La face cachée de l'allaitement

Allaitement

L'allaitement est une source de bonheur pour bien des mères, mais il est une source de pression, d'angoisse et de la culpabilité pour d'autres.

C'est un souvenir amer pour la Néo-Brunswickoise Stéphanie Boudreau, qui n'a pu allaiter ses enfants. Son corps ne lui a pas donné la montée de lait qu'elle attendait. Elle nourrit donc son bébé avec une formule lactée. En public, elle a l'impression que ce biberon alimente sa culpabilité, sa honte de ne pas donner le sein à ses enfants.

« J'avais une grande gêne. Comme si les gens me regardaient et disaient : Regarde ça, elle a un petit bébé de quelques semaines et elle donne la bouteille! », explique Mme Boudreau.

« La société aussi te voit comme si tu es lâche parce que tu n'allaites pas. » — Chantale Melanson, mère

Chantale Melanson a choisi de donner son lait avec le biberon, après cinq semaines d'allaitement accompagné d'intenses douleurs aux seins et d'angoisse. « Ça a été l'enfer vraiment pour cinq semaines », explique-t-elle.

Une pression sociale?

Les services de santé recommandent de façon unanime l'allaitement pour nourrir le bébé. Le rappel constant des bienfaits du lait maternel ajoute au stress de celles qui choisissent une voie différente, selon Chantale Melanson.

« Ils mettent beaucoup de pression sur l'allaitement », affirme Mme Melanson.

Selon Isabelle Melançon, conseillère en programme au ministère de la Santé du Nouveau-Brunswick, l'hôpital a le devoir d'inciter les mères à offrir le lait maternel à leur enfant, car il est reconnu comme étant plus nutritif que les formules pour nourrissons. Cette campagne de sensibilisation ne cherche pas à exercer une pression sur les mères, souligne-t-elle.

« Si ça crée de la culpabilité chez les parents, c'est vraiment malheureux parce que ce n'est pas ça l'objectif. L'objectif est de donner l'information, et un coup que le parent a pris sa décision, le professionnel va [appuyer] la décision du parent. » — Isabelle Melançon, ministère de la Santé du Nouveau-Brunswick

Chantale Melanson n'a pas eu cette impression. Au moment d'arrêter l'allaitement, elle a ressenti le besoin de se justifier auprès de ses proches et des professionnels de la santé. « Je me suis sentie jugée. Je me suis sentie comme s'il fallait que j'explique pourquoi il fallait que je donne le biberon et pourquoi j'ai arrêté », dit-elle.
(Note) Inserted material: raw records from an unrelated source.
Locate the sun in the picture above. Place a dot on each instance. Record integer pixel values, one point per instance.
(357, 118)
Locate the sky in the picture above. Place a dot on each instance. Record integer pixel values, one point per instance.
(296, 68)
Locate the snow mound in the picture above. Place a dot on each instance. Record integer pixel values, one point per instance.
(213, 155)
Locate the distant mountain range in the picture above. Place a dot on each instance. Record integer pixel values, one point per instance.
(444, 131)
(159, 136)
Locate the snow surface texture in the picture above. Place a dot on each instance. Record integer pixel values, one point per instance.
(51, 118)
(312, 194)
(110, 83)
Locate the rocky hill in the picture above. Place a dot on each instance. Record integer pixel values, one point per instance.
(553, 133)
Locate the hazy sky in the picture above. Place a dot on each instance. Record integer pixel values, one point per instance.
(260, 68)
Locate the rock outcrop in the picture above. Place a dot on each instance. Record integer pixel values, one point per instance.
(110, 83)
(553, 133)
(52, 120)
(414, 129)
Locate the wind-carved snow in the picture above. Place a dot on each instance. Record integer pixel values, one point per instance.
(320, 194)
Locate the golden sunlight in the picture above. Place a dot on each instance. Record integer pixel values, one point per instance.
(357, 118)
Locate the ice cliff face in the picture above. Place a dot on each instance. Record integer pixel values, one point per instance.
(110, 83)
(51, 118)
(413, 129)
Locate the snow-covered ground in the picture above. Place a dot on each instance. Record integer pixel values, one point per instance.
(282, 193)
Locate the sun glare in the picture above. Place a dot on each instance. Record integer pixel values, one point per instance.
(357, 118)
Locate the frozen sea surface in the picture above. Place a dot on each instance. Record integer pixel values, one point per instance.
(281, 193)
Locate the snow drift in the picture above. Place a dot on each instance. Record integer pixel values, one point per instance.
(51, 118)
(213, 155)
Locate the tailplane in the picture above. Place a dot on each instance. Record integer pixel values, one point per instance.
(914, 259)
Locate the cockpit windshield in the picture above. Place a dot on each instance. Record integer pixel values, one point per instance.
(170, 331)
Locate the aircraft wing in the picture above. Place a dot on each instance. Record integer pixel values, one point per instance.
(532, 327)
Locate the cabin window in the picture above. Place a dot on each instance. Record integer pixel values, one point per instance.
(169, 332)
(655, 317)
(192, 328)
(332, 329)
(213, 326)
Stéphanie Boudreau regrette quant à elle de ne pas avoir été mieux préparée à affronter ces défis. Elle explique que dans son cercle d'amies et lors de ses rendez-vous médicaux, on a rarement discuté des autres options pour nourrir le bébé. C'est pourtant en levant le voile sur ce tabou, croit Mme Boudreau, que les femmes pourront se sentir plus à l'aise dans leur rôle de mère.